LACUNARY POLYOXOMETALATE ANIONS ARE PI-ACCEPTOR LIGANDS - CHARACTERIZATION OF SOME TUNGSTORUTHENATE(II,III,IV,V) HETEROPOLYANIONS AND THEIR ATOM-TRANSFER REACTIVITY

Reaction of [Ru(H2O)6]2+ with [PW11O39]7-, followed by oxidation with O2 yields [PW11O39Ru(III)(H2O)]4- (1) isolated as the cesium salt. Cyclic voltammetry shows that 1 is reducible/oxidizable to the corresponding aquaruthenium(II) (2), oxoruthenium(IV), and oxoruthenium(V) derivatives. The pK(a) of 1 is 5.1, determined from a ca. 300 ppm shift of the P-31 NMR line between pH 3 and 6. At pH 3.0 and 23-degrees-C the rate of electron transfer between 1 and 2 was determined by P-31 NMR line-broadening to be 1.2 X 10(6) M-1 s-1. 2 reacts with pyridine, sulfoxides, dialkyl sulfides, and active alkenes (maleic, fumaric, crotonic acids, 1,4-dihydroxybut-2-ene) to form [PW11O39Ru(II)(L)]5- species, which are oxidizable to the Ru(III) stage only. At pH 3.0 and 20 +/- 1-degrees-C the half-life for substitution of DMSO for water on 2 is 3.5 h (k(obs) = 5.5 X 10(-5) s-1) and this rate is some 3 orders of magnitude slower than that for water exchange on [Ru(H2O)6]2+. The electronic spectra of the Ru(II) derivatives show, in addition to the expected d-d bands, broad intense charge-transfer absorption attributed to Ru(II) --> W(VI). Tungsten-183 NMR spectra of 2 and the dimethyl sulfoxide and maleic acid derivatives show the expected six-line (2:2:2:1:2:2) pattern but with resonances for the W atoms adjacent to Ru deshielded by as much as ca. 360 ppm. This effect is greatest for 2 (L = H2O) and least for L = maleic acid and is attributed to a partial delocalization of Ru pi-electron density onto the polytungstate ligand. The anomalous redox potential for Ru(III/II) in 2 (in comparison to other M(III/II) couples in [PW11O39M(H2O)]5-) is a further indicator of electron delocalization. In acidic solution, pH approximately 0, 1 is oxidized to the oxoruthenium(V) derivative in a single two-electron step, and this forms the basis of an electrocatalytic oxidation (40 turnovers) of dimethyl sulfoxide to the sulfone with > 90% current efficiency.
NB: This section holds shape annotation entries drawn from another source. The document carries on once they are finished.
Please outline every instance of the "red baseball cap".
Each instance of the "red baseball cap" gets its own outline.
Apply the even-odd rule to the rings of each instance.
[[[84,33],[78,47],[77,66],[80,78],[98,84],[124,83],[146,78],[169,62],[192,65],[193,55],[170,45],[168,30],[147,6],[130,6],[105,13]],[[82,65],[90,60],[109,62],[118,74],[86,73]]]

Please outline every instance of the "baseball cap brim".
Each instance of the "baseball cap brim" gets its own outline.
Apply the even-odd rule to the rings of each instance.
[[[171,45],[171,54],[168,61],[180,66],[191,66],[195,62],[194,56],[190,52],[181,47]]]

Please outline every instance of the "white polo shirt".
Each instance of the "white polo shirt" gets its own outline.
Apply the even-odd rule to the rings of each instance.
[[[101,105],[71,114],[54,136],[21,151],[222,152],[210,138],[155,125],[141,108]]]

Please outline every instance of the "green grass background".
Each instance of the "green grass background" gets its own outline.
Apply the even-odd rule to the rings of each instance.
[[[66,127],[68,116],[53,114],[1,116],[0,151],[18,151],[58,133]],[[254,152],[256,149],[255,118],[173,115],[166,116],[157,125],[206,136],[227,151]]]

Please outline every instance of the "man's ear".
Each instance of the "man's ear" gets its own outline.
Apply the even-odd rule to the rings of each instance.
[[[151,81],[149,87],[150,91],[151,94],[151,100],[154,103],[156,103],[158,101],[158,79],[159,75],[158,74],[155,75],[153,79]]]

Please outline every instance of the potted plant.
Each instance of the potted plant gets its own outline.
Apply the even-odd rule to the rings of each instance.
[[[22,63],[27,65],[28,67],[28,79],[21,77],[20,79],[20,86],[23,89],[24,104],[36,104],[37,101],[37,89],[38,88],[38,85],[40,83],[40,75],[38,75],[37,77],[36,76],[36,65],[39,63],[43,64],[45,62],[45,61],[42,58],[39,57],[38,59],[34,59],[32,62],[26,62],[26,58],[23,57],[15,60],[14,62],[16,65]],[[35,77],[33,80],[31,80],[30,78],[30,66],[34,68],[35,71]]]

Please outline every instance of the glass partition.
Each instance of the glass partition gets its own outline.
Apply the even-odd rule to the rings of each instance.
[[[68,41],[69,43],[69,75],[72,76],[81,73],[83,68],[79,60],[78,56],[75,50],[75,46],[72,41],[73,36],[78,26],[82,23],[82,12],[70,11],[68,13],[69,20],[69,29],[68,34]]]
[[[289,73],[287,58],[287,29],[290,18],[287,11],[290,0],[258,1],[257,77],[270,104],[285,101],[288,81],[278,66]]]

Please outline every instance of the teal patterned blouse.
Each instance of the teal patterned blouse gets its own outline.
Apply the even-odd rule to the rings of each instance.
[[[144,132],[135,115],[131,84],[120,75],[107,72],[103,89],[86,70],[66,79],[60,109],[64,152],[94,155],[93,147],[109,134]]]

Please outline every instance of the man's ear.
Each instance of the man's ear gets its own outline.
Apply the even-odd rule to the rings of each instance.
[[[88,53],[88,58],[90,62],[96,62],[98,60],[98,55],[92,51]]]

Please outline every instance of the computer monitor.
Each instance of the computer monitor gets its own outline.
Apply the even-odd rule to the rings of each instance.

The tetrabutylammonium salt of 1 in acetonitrile solution catalyzes the epoxidation of trans-stilbene by iodosylbenzene. Reduction of 2 to a heteropoly blue is not possible, due to catalytic hydrogen evolution, except in the presence of dimethyl sulfoxide which is catalytically reduced (30 turnovers) to dimethyl sulfide with ca. 50% current efficiency. Preliminary experiments show that the behavior of alpha-2-[P2W17O61Ru(III)(H2O)]7- parallels that of 1.